I track my profile on a regular basis, often weekly, sometimes monthly or longer. I keep a tab on my web browser open to it and just hit refresh. Every six months I add new citations to a refworks file. It includes citations in a number of languages and is lengthy enough to look impressive. Just the statistics on my profile is handy to have for things like reappointment or promotion packets or annual reports, and so on. Having my citation numbers handy allows me to include them in brief biographical statements if that seems appropriate. I do keep some spreadsheets so I can see how things are cited over time. Google Scholar includes a chart showing how many overall citations there are to works in a profile, the h-index, and the i10 index (how many items have been cited 10 times). It also provides the same statistics for the last five years. Thus every January the numbers for the most recent five years reset, dropping off a year and adding the new one. It means your most recent five years’ numbers decrease at the start of the year and then grow throughout the year. The overall numbers don’t decrease for this reason and just continue to grow.
Or so you might think, but the numbers are actually fluid. This year the citation number for one of my articles has gone up and down by one on a regular basis. I didn’t check but I think the same item was added and deleted and added and deleted, etc. I don’t know why but this is my guess. Other numbers go up and down with less frequency but sometimes in greater mass. My highest cited article lost six citations in 2024. There were some duplicates in the citations and I think the system might have finally caught up with that. I can’t manually add or delete works that cite mine, but only watch the numbers go up and down. Sometimes theses and dissertations that were publicly available become more difficult to find, lost in the folder structure of institutional repositories. It is also possible that the articles were spam or inauthentic publications and thus deleted from the citations to my works.

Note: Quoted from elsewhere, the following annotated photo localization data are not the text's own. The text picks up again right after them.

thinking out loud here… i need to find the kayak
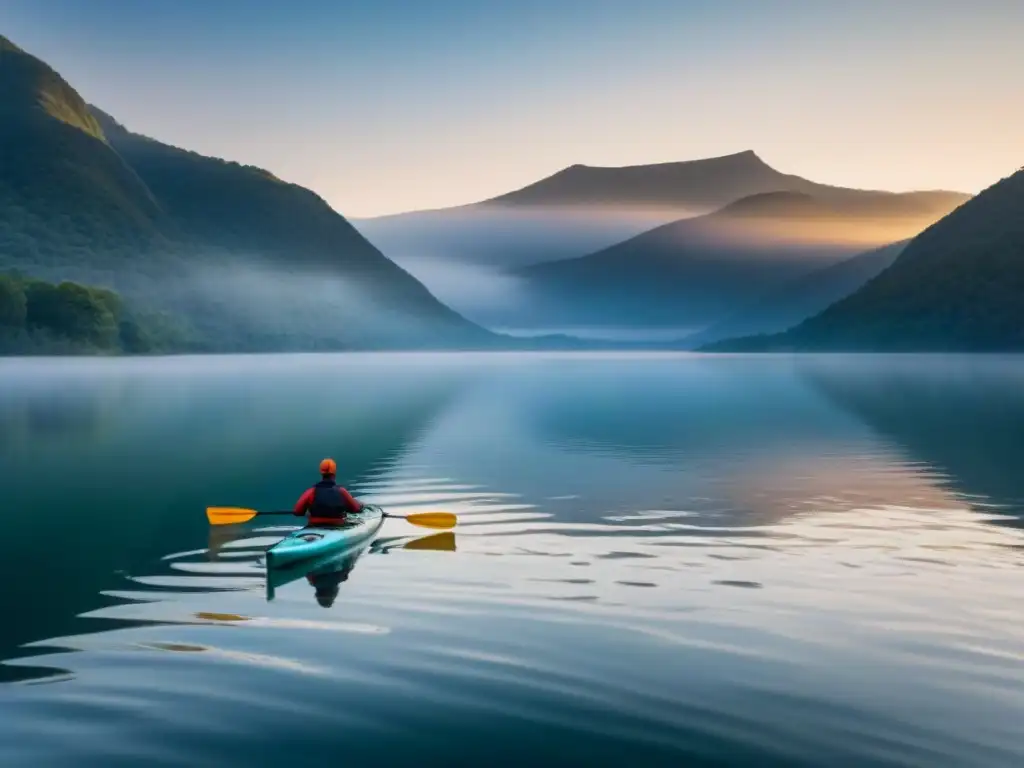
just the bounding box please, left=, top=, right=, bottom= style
left=264, top=504, right=385, bottom=569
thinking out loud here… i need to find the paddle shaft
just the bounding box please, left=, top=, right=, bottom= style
left=240, top=510, right=409, bottom=520
left=206, top=505, right=455, bottom=529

This year some peculiar things happened. The earliest citations to my works disappeared. I can see a year by year chart and the two earliest years just aren’t there anymore. It is possible that these works disappeared from the system or the chart just doesn’t show anything that old anymore. A parallel oddity is that an early citation from 2025 has also disappeared. So both my earliest and most recent citations have disappeared. I find it somewhat distressing that we are more than halfway through the year and I have no citations from 2025. I’ve had years with as few as five but never a year without any. The year isn’t over yet so there is hope. In the last few years I’ve done more book chapters than books or articles and that could be a factor as those are often cited less. We shall see what the rest of 2025 holds. Perhaps 2026 will be a better year.
If you are interested in learning more about Google Scholar there is a good wikipedia article outlining its development and history. Google also maintains a blog on Google Scholar (or at least I think it has an official connection) that provides information on system updates.
In any event, if you publish I encourage you to track your citations, either through Google Scholar or one of the other systems that provide similar data (Web of Science, etc).